私の研究分野は教育社会学です。特に、識字教育と生涯学習教育に興味を持っています。簡単に言うと、女子という理由や、貧困のため制服が買えず給食費が払えず、学校へ行くことができない子どもたちや、学校へ通った経験がないために非識字者となってしまった大人たちの日常生活での学びです。
時は2024年師走、未だに紛争や貧困、ジェンダー格差の解消が見られず、ユネスコの統計によると世界にはいまだ7億5000万人の非識字者がいるとされており、日本の人口の約7倍にあたります。
教育課題の要因や、文字の読み書きができないけれども、どのように知識を得て、その得た知識を何に役立てているのか、現地の人々との共同生活を通して、フィールドワークとインタビュー調査を実施している研究者です。そして、低所得国における教育の課題に興味を持つ原点はタイでの事柄でした。
高柳がタイと出会ったのは、大学3年夏休みのバックパッカーでアジアを放浪していた時です、もう数十年前のことです。当時の大学生にとって、今よりも世界はもう少し遠く感じられ、バイト代で貯めた現金をもって、リュックサック一つでドキドキしながらタイへ行きました。
バンコクで寺院を見たり、安全な安宿を探したり、屋台で安価なタイ料理を食べてお腹を壊したり(苦笑)、夜行電車でバンコクから北のチェンマイまで移動したり、フットマッサージを受けたり、わくわくすることばかりでした。
ところが、お昼ご飯を屋台で食べているとき、女の子が私に花を売りに近づいてきたのです。

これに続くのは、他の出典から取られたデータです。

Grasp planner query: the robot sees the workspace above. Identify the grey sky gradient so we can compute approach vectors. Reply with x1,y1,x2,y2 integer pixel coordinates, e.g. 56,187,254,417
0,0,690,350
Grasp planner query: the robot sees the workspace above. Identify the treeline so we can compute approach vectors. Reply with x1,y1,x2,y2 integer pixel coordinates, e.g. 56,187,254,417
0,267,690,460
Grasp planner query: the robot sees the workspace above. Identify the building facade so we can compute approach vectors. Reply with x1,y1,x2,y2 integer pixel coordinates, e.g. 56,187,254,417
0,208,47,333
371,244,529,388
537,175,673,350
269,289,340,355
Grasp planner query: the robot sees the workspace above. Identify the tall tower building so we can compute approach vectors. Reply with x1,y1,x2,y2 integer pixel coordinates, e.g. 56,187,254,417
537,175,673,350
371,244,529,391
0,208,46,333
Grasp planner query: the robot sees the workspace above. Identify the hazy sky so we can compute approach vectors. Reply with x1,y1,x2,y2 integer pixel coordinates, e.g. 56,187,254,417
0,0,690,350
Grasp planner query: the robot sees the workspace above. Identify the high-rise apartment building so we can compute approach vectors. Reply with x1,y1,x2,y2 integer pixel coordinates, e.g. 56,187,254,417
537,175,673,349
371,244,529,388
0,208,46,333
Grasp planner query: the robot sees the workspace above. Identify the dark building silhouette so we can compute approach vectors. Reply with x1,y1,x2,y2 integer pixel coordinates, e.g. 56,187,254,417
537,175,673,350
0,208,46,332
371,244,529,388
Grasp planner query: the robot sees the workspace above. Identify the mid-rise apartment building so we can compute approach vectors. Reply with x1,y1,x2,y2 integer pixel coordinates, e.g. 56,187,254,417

私はタイ語ができませんが、ゆっくりと英語で、「学校は?学校に行かないの?」というようなことを言いました。彼女は私の言葉を理解していないようでしたが、近くにいたタイの人が、彼女は貧しいために学校に行くことができず、花を売っているんだ、と。
この彼女との出会いは、私にはあまりにも衝撃的で、頭をゴーンとたたかれたような感じでした。これがきっかけで私は低所得国で学校に通うことができない子どもたちのための仕事をしたいと強く切望するようになり、それから数十年、導きのあるままに、パキスタン、インド、ネパールなどからザンビア、ケニアなどで様々な海外援助活動や研究をしながら、やっとタイと関わりを持ち始めたのが2006年。2020年からは、北タイにあるチェンマイ大学社会科学部社会開発学科と教育学部の先生たちと、北タイに在住する先住民の子どもたちの幼稚園教育に関する調査研究をしています。タイは、タイ語ですが、先住民の子どもたちの母語は多様で、子どもたちはタイの文化と自分が生まれ育った先住民の文化のはざまで過ごしています。私は特にカレンの人々が多く住む村々でホームステイをしながらインタビュー調査を継続しています。カレンの人々には、長老1,2,3といらっしゃいますが、この長老、1,2,3の方々にあいさつに行き、寝食を共にして信頼関係構築に努め、そこから村の人々へ面談をお願いしています。みなさん、フレンドリーで、カレンの哲学や思い、文化について、時にお酒を飲みながら教えてくれます。2024年8月-9月にかけて、3年生6名と共に、カレンの村にホームステイもさせていただき、学生たちも学びの多い時間を過ごすことができました。
学校へ通い基礎学力を身に付けることは人生の選択肢を広げることができ、各々のウエルビーイング向上にも有効で、重要なことです。一方で、口承や祭礼を通してカレンの言葉、生活の知恵、と文化の伝承に努めることも大事なことです。この両輪がお互いに補完しあいながら人の支えになり、教育がより平和な世界を育む機会を生み出すのではないかと考え、今も、私はフィールドワークをするのです。